Hill, a co-founder and graduate of Mississippi Valley State University, is an accredited healthcare representative who has worked with major companies such as Pfizer, Syenos HealthCare Solutions and Johnson & Johnson. Harris, the company’s CEO, earned his degree from Jackson State University and Holmes, the CPO, has done extensive work in visionary product design for over 16 years. Although the three have been able to maintain remote work amidst the pandemic, they know it’s not the case for many.

People who must return to in-person jobs with pre-existing health conditions face a difficult decision daily: feed their families or protect themselves by staying home. For many, the possibility of losing their life is worth the promise of a paycheck, even without clear preventative measures in place to prevent them from contracting the coronavirus. Hill, Harris and Holmes noticed the issue and quickly prepared to solve it with technology.


Through a user-friendly interface, people are provided a list of questions about possible symptoms. Once the response is submitted, it moves on to collecting temperature and blood oxidation levels, which are proven to detect abnormalities. The data is instantly compared to workplace health standards and employees are given a pass or fail grade.

Employers are instantly notified when an employee fails workplace readiness standards, giving them more time to plan and prepare for changes in scheduling.
Gaining access to information sooner will help prevent workers from spreading the virus.


“I lost my 93-year-old aunt and my 33-year-old nephew to COVID,” said Hill, who added their deaths inspired him to find a way to stop the spread.

 
“Oddly enough as I became a part of this executive team, my brother was diagnosed with COVID and my cousin who deals with the healthcare industry also contracted COVID,” said Harris. “Hearing the horror stories of how they had to deal with it and going through it with them made me want to do this more.”
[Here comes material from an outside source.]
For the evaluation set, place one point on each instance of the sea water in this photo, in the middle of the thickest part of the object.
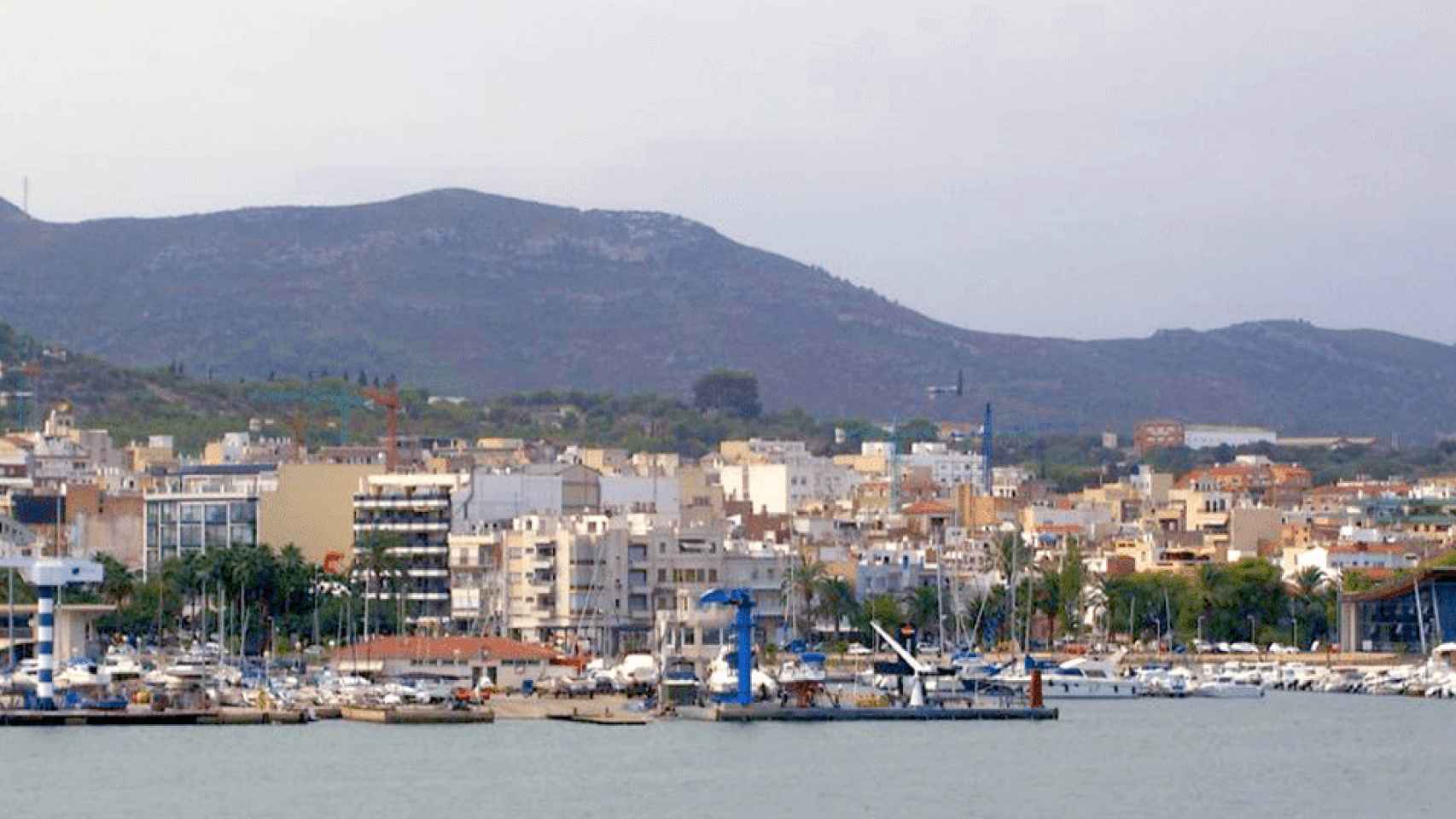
(1286, 755)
Statistics show the pandemic is attacking minority communities at disproportionately higher rates than whites. However, they both believe the issue is  deeper than skin color.

“This is about humanity, this is about your moral fiber in this world. Is it based on wealth and power or is it based on the fundamental belief that all people are created equal and I love them all the same because they all have the same right?” Harris asked. “VitaCorpo doesn’t give a crap about what you look like. It cares about do you want to be safe.”